Some years a team will get 8 home games to 4, a lot of the time it's 7-5. I understand how the conferences and individual schools come up with how many they get to play, but I find it hard to give much credit to teams who get to play so many games with their home-field advantage. And why is NCAAF the only major sport league in America that doesn't have an equal schedule of home and away games for the teams (that I know of)?
5 Answers
- TheOnlyBeldinLv 71 decade agoFavorite Answer
College basketball has some of the same issues (just look at Syracuse and whether they've EVER played a non-conference road game).

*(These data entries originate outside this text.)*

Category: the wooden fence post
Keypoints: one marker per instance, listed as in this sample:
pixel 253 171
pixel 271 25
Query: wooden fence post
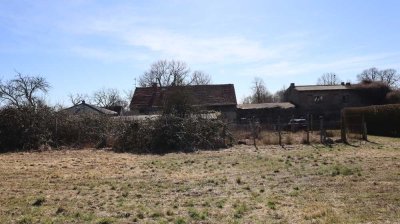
pixel 364 129
pixel 321 129
pixel 343 127
pixel 279 130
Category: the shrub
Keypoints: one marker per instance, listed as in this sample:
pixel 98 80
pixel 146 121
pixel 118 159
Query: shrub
pixel 172 133
pixel 393 97
pixel 80 130
pixel 25 127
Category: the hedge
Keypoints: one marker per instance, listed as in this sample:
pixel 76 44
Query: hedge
pixel 381 120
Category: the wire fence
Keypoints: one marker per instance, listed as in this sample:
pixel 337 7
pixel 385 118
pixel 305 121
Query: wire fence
pixel 309 130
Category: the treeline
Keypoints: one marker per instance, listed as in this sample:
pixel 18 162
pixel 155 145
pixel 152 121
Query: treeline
pixel 29 128
pixel 380 119
pixel 27 123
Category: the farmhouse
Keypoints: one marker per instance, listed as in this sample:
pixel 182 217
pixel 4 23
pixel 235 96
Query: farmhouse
pixel 328 100
pixel 84 108
pixel 151 100
pixel 265 112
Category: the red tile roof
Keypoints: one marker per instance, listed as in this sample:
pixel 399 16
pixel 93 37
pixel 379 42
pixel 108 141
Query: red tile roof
pixel 202 95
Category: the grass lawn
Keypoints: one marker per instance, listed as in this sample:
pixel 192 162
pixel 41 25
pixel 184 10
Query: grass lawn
pixel 298 184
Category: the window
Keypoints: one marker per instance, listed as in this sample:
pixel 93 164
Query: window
pixel 345 98
pixel 318 99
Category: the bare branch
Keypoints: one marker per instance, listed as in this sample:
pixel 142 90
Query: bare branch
pixel 23 90
pixel 329 78
pixel 200 78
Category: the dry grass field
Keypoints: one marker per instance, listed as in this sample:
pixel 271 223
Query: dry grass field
pixel 295 184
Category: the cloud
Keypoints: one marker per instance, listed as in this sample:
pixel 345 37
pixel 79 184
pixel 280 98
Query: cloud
pixel 343 64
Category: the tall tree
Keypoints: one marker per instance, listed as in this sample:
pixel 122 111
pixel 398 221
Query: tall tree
pixel 279 95
pixel 77 98
pixel 329 78
pixel 387 76
pixel 23 90
pixel 260 94
pixel 172 73
pixel 108 98
pixel 199 78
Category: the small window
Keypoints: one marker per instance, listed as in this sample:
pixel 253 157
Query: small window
pixel 345 98
pixel 318 99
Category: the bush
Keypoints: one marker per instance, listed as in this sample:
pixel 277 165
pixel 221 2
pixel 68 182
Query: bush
pixel 80 130
pixel 393 97
pixel 172 133
pixel 25 127
pixel 381 120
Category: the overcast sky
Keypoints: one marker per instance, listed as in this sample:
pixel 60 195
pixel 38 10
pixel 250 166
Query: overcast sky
pixel 81 46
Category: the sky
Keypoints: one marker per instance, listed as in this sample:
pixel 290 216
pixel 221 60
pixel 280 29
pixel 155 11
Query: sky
pixel 81 46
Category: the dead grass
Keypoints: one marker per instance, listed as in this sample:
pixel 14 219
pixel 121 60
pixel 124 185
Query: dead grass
pixel 295 184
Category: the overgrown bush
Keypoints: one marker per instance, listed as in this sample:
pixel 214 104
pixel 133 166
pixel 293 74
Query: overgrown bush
pixel 173 133
pixel 25 127
pixel 393 97
pixel 80 130
pixel 372 92
pixel 381 120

Money is the major factor. I don't have a huge problem with a 7-5 split, but 8-4 is ridiculous. Since most conferences play 8 conference games, that means NO non-conference road games. And it all has to do with your record, and trying to make a bowl, where whether you win or not is much more important than who you play. As long as small schools are willing to travel for the $$$ and there is no playoff system in place where strength-of-schedule plays a major role, you're going to see 8-4 splits, and 8-4 splits where most of those games are essentially unwatchable.
- Anonymous1 decade ago
Money.
The conference schedule dictates (most of the time) that you play an equal amount of home and road games.
The rest of the games are scheduled at the school's leisure. If you're a bigger school, you can simply throw money at a smaller school to come to your place and play you.
This is why the Sun Belt, the MAC and the WAC (the lower half anyway) continue to exist.
- DaClintLv 51 decade ago
Hey, Vanderbilt has 8 home games, and season tickets are still only $99.
But who needs home games when you can beat a #6 team at their place?
- Cowboy87Lv 51 decade ago
Simple economics, they can sell more tickets at the coliseum then they can at Stanford's home stadium.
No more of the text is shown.